I'm working on modernizing Rosetta Code's infrastructure. Starting with communications. Please accept this time-limited open invite to RC's Slack.. --Michael Mol (talk) 20:59, 30 May 2020 (UTC)

Talk:Append a record to the end of a text file

From Rosetta Code

Rationale[edit]

Basically I was looking for an example of appending an actual record to a file and found no such task.

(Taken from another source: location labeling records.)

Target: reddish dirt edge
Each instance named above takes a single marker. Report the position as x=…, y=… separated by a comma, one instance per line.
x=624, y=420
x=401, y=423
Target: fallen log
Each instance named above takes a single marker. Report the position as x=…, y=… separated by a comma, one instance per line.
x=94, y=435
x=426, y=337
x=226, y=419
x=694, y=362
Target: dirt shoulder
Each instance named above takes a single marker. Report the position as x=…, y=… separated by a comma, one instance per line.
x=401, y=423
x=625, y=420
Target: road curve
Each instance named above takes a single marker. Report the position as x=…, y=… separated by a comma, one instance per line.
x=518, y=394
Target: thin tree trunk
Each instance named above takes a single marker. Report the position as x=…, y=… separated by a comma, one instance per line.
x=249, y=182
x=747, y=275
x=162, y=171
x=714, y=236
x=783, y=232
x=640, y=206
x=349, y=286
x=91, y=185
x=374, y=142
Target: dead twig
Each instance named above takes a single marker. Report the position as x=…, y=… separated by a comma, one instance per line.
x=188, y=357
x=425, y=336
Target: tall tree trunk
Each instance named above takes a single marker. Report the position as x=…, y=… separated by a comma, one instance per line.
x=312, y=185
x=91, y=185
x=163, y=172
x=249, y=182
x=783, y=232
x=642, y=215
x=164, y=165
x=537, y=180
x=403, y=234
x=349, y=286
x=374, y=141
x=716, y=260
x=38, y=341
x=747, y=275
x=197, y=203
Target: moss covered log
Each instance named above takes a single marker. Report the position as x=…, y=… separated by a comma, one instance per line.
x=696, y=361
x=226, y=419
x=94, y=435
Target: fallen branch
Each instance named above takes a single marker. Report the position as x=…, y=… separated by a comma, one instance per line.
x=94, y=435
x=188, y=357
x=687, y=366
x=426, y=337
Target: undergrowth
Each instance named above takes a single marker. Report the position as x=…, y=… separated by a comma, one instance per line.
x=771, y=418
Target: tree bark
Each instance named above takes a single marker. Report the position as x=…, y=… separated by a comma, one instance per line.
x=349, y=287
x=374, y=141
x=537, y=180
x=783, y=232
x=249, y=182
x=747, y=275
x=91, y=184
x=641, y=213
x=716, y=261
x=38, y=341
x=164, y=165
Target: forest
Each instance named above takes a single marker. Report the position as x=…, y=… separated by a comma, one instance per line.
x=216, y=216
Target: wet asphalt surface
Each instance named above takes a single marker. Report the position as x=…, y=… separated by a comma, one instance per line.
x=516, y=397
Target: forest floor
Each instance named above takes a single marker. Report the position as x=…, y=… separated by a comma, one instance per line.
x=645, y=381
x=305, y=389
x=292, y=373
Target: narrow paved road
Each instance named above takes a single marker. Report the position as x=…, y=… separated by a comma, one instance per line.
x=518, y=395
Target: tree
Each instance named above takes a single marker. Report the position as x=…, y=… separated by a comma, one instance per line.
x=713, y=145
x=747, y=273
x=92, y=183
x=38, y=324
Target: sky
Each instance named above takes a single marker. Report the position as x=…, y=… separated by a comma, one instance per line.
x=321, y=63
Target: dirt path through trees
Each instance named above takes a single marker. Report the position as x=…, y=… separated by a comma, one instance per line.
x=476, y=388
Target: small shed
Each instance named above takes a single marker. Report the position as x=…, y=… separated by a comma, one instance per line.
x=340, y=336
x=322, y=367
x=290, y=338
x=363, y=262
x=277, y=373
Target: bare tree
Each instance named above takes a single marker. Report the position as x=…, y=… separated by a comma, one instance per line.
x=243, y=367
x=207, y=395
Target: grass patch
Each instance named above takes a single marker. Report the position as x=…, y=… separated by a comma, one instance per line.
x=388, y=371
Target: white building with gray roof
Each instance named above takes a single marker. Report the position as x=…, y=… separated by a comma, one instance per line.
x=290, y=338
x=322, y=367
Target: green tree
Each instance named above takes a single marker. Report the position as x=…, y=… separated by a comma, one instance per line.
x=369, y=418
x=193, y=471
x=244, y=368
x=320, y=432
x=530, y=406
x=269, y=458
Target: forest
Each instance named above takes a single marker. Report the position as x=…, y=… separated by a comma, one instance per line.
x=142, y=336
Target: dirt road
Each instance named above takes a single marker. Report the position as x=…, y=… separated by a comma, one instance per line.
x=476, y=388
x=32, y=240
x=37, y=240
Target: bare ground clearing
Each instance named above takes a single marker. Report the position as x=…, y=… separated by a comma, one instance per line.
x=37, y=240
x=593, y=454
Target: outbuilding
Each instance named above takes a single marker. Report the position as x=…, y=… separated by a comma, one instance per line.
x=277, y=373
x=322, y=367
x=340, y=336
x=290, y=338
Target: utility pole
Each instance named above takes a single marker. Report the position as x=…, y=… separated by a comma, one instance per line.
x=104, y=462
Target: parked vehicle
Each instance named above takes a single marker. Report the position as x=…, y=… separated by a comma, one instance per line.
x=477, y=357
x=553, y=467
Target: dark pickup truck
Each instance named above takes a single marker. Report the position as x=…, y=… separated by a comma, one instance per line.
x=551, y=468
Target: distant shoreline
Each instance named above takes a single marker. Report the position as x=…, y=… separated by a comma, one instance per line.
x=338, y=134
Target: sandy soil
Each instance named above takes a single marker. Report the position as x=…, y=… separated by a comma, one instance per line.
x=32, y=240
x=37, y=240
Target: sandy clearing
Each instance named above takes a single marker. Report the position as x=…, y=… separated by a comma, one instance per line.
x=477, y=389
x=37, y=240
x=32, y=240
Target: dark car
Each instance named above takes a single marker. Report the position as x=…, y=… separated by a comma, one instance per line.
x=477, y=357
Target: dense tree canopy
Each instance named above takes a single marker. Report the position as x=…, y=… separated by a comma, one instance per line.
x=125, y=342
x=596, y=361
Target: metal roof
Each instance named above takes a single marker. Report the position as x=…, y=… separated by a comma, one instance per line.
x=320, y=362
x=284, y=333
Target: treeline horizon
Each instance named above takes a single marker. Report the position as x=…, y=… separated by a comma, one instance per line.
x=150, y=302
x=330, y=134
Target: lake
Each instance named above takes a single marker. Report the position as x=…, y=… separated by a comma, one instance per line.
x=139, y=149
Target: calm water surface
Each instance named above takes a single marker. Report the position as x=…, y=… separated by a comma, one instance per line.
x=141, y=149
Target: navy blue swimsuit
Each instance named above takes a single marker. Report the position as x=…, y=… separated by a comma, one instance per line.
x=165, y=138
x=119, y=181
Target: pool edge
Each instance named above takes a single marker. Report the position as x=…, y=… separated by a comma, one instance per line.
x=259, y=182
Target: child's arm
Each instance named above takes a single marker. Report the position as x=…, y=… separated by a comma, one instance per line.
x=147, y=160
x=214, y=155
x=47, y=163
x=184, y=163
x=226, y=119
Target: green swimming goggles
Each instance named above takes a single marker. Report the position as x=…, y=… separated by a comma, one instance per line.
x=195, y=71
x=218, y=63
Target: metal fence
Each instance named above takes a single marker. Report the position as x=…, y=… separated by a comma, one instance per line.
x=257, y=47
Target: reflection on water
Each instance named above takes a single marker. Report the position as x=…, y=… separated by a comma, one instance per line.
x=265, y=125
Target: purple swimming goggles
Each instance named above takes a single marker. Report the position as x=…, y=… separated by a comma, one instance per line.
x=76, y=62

(This was written by NevilleDNZ (Talk | contribs) at 10:59, 12 September 2011)
Still needs some work IMO; it's got lots of small bits and pieces jumbled together without quite a coherent story. It's probably not that hard to improve it to the point of being good though.
And as a side note, POSIX systems have the O_APPEND flag to the open() syscall which makes this trivial (if it is exposed by the language) provided appropriate flushing is used. (Even better, the flag is inheritable by subprocesses; that's a very useful thing at times.) By contrast, on Windows you need to lock the file to do this safely and that's error prone and much more complex in practice. Moreover, locks aren't inheritable (of course). Damn, but I wish the folks at Redmond actually understood all of POSIX properly, as it has some really wonderful things in there. –Donal Fellows 13:58, 12 September 2011 (UTC)
I am not sure I agree. As I understand it, under unix, locking is advisory -- you cannot enforce it on other programs, and only if every program accessing the file uses the same mechanism do locked files get protected (fcntl is one example but other mechanisms do get used, especially if people are attempting to support nfs). That said, if processes are designed so that collisions are rare, locking might not be necessary. Also, often unix's atomic file rename mechanism is used to avoid locking issues. Meanwhile, under windows, the default behavior is that only one program can have the file open for writing -- by default, you get an error when another program tries to open the file for writing. The windows behavior can be painful, and there's no atomic file rename, but any locking mechanism that gets enforced by the OS can be painful to work with. Meanwhile, all of these characteristics are properties of the operating system and not of the language. --Rdm 02:16, 13 September 2011 (UTC)
I'm under the same impression as Rdm. Is this about appending? Or some kind of record locking? Is it about append in native I/O facilities? I was also trying to understand the rationale behind the table and that the table has been left as somewhat vague. Normally, I would use a table for very specific results/observations and a bullet list for less specific results/observations. We are already seeing variations on the table content - which is fine if that's what's intended. For instance a couple of the solutions cite that they are guaranteed for multitasking, yet I don't see that they are doing anything other than relying on the o/s or library via open/close. --Dgamey 13:38, 26 September 2011 (UTC)
There is also mandatory locking, but you don't really want that. It turns out to be a Bad Idea almost all the time since it allows any process to block all others (among various reasons). –Donal Fellows 19:50, 27 September 2011 (UTC)

CSV?[edit]

Is it supposed to be a CSV file? The description doesn't say anything about the file format, unless "passwd" implies some sort of format. Maybe the given records should be specified in the description. --Mwn3d 23:57, 12 September 2011 (UTC)

Agreed. Will do.
The essence of the task is "Append a record to the end of a text file". Crudely speaking:
  • A record is something that has multi fields.
  • A text file is something that can be edited with "notepad"
    • in essence it does not contain "raw binary integers" etc.
    • The text file "record" represents the original record fields.
I want to avoid simply appending random text to the end of an arbitrary file as nominally programs are (concurrently) manipulating (and storing) structures of data.
NevilleDNZ 01:44, 13 September 2011 (UTC)
The given format does not look like CSV. While "colon-separated values" technically shortens to "CSV", CSV looks like this:
value11,value12,value13 with spaces,value14
value21,value22,value23,value24 with spaces
Commas are the only separator. The colons in the given format make it look like something else that we shouldn't call CSV. Is that what etc/passwd looks like? It would probably be best to say something like "the record's values are separated by commas, with values in composite items separated by commas (similar to Linux's /etc/passwd file)." If at all possible you might want to make the data structures involved in the record very very simple (i.e. no structs). That would make sure the focus is on what's in the task title. Stringifying a custom data structure is a different task (which we might not have yet...). --Mwn3d 02:23, 13 September 2011 (UTC)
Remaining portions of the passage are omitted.